In their last two losses, the Bears have allowed Palmer and Warner to throw five touchdown passes each. Palmer put up a passer rating of 146.7; Warner's was 135.9.

Even worse for the Bears, their best cornerback, Charles Tillman, left in the second quarter with a shoulder injury, as did rookie strong safety Al Afalava.

Opposing quarterbacks have an 89.5 passer rating against Chicago. Translation? When the Bears don't rush the passer well, quarterbacks are having their way with the Bears' secondary.
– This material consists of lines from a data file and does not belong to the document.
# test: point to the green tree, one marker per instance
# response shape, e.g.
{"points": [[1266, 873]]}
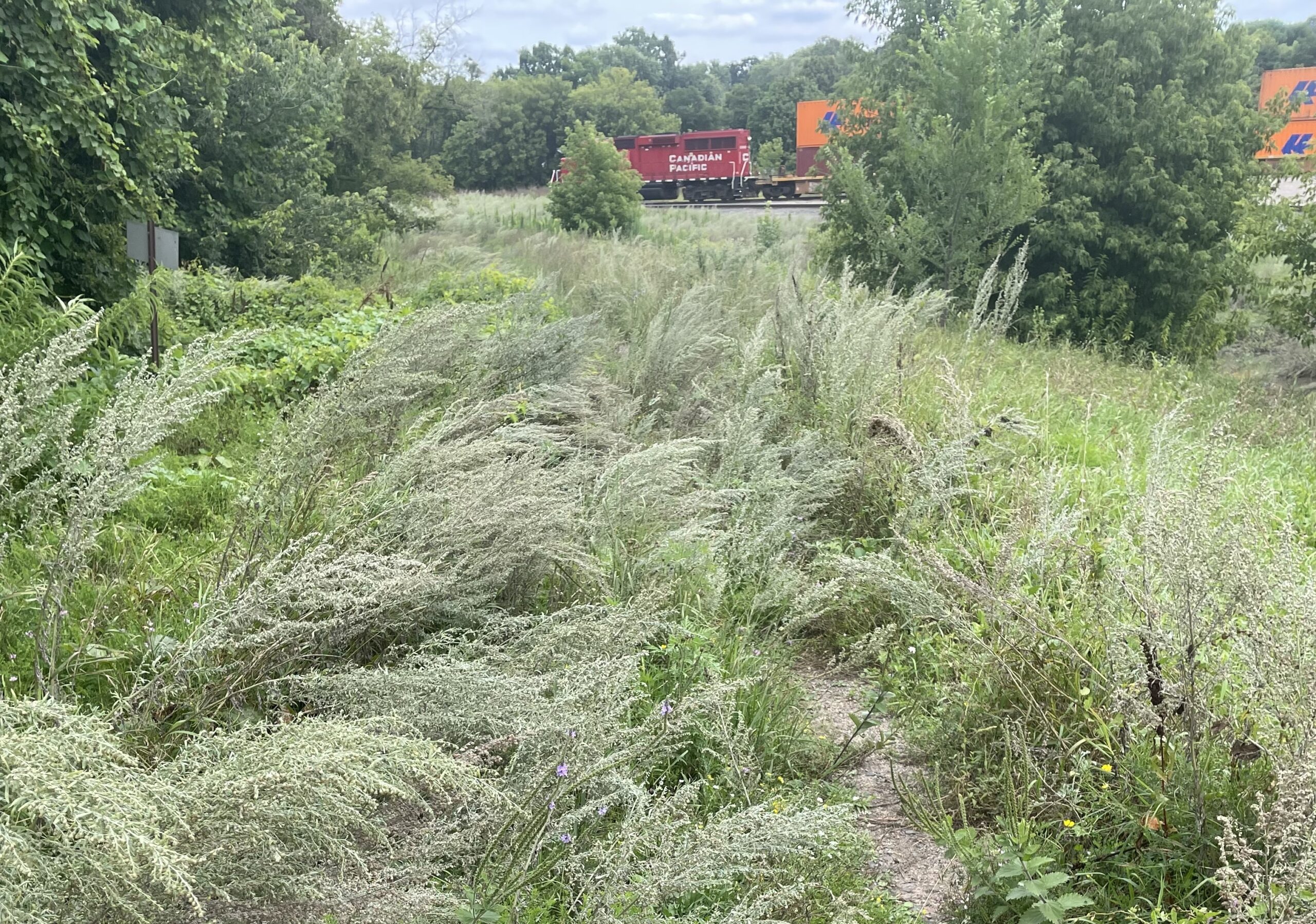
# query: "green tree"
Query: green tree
{"points": [[266, 146], [949, 157], [382, 115], [514, 141], [599, 191], [698, 98], [1284, 45], [620, 104], [93, 127], [1149, 136], [772, 160]]}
TRENDING: TE Greg Olsen hasn't put up eye-catching numbers in most categories this season, with 27 receptions for 286 yards, but he's already caught six touchdown passes, all in the past six games, including three in Sunday's loss to the Cardinals.

BY THE NUMBERS: In their last two losses, the Bears' defense has been destroyed through the air and on the ground. Sunday they were gouged for 438 total yards, including 320 by halftime. Not only did Kurt Warner throw for five touchdowns and post a passer rating of 135.9, but the NFL's least productive running attack piled up 182 yards on the ground. Two weeks ago, the Bengals gashed the Bears for 448 total yards, including 215 on the ground.

PLAYER/PERSONNEL NOTES

--- CB Charles Tillman left the game in the second quarter with a shoulder injury and did not return.

--- SS Al Afalava left Sunday's game in the second quarter with a shoulder stinger and did not return.

--- QB Jay Cutler's 369 passing yards were the seventh most in Bears history and represented the second-biggest game of his career.

--- TE Greg Olsen caught five passes for 71 yards, including TD receptions of 33, 3 and 20 yards.

--- RB Matt Forte had just five carries, the fewest of his NFL career and one less than he had in the blowout loss to the Bengals two weeks earlier. Forte picked up 33 yards on the ground and caught six passes for 74 yards.